DKI published a white paper in November of 2021 warning that inflation was a big and non-transitory problem. By May or June of 2022, most of the big macro strategists were already calling for Federal Reserve rate cuts despite continued high inflation. I’ve spent the past two plus years saying rate cuts would eventually come, but that for the foreseeable future, we should expect “higher for longer”.
In this week’s 5 Things video version, we noted that market expectations for a September rate cut were 100%. While I acknowledged that a rate cut was possible, I thought the probability of a Fed rate cut in September was well under 100%. Many market participants took comfort in the knowledge that they were in good company. They ignored the fact that the “pivot to lower rates” crowd has been wrong on exactly this point for years.
Today, we got a 2Q GDP print of 2.8%. That’s a healthy number and well above the expected 2.0% / 2.1% estimate. Along with that, the personal consumption expenditures price index (PCE) for the quarter was up 2.6% with the core PCE up 2.9%. Both of those figures were below last quarter, but still above the 2% target. Of additional significance, housing prices remain high with declining sales volume. (This is different from what DKI predicted a couple of years ago.) Also, initial jobless claims of 235k were down by 10k from last week. (We note the continuing unreliability of any employment-related “data”.)
While I acknowledge the Fed may choose to cut rates in September, I continue to believe the probability of a rate cut that soon remains well under 100%. Many smart people, including economist and DKI Board Member, Michael “Mish” Shedlock @MishGEA correctly point out that the private sector of the economy is indicating we’re already in a recession. I agree with Mish and have been saying for more than a year we have a bifurcated economy. Most Americans aren’t doing well financially. However, Congress is spraying trillions of dollars of inflation-causing stimulus spending into the economy which is leading to today’s high GDP number along with the still-too-high PCE figure.

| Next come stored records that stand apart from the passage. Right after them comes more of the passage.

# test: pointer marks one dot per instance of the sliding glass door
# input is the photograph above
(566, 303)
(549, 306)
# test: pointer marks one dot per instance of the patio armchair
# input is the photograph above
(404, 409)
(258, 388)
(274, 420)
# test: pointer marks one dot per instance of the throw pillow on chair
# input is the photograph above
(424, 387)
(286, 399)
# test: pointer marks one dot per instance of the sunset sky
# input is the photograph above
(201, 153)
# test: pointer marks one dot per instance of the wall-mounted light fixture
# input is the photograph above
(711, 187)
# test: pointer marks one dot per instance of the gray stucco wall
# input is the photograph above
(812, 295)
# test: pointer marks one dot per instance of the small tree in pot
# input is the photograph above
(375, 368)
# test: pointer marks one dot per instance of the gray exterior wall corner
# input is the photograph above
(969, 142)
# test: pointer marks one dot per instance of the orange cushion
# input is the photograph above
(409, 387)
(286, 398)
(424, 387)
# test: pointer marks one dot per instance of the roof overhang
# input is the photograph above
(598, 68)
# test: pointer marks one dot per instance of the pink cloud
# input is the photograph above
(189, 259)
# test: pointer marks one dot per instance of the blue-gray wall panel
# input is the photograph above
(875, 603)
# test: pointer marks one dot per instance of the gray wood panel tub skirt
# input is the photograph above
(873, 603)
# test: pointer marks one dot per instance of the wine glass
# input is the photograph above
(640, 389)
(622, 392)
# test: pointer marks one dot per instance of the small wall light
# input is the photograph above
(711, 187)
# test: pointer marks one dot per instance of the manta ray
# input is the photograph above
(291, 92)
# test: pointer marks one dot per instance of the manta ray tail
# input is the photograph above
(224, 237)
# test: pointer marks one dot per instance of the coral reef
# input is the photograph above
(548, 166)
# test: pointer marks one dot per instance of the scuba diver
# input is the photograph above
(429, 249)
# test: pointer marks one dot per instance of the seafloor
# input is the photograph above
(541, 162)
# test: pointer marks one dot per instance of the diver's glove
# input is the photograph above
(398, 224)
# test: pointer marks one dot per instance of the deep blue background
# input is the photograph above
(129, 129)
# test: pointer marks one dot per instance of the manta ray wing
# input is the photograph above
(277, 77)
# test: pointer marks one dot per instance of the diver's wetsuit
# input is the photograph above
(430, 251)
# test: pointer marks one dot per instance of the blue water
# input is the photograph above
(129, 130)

While we still have a couple of months to go and more data to receive before Powell and the Fed have to make a decision on a September rate cut, I continue to believe there’s a high probability they look at the strong GDP print, continued inflation, and a still-encouraging employment situation and conclude they’re going to move slowly and cautiously regarding the decision to make that first rate cut. This potential action will cause many in Congress to complain, but Congress is not even considering cutting spending and have no one to blame but themselves. (I continue to note that overspending is a bipartisan problem.)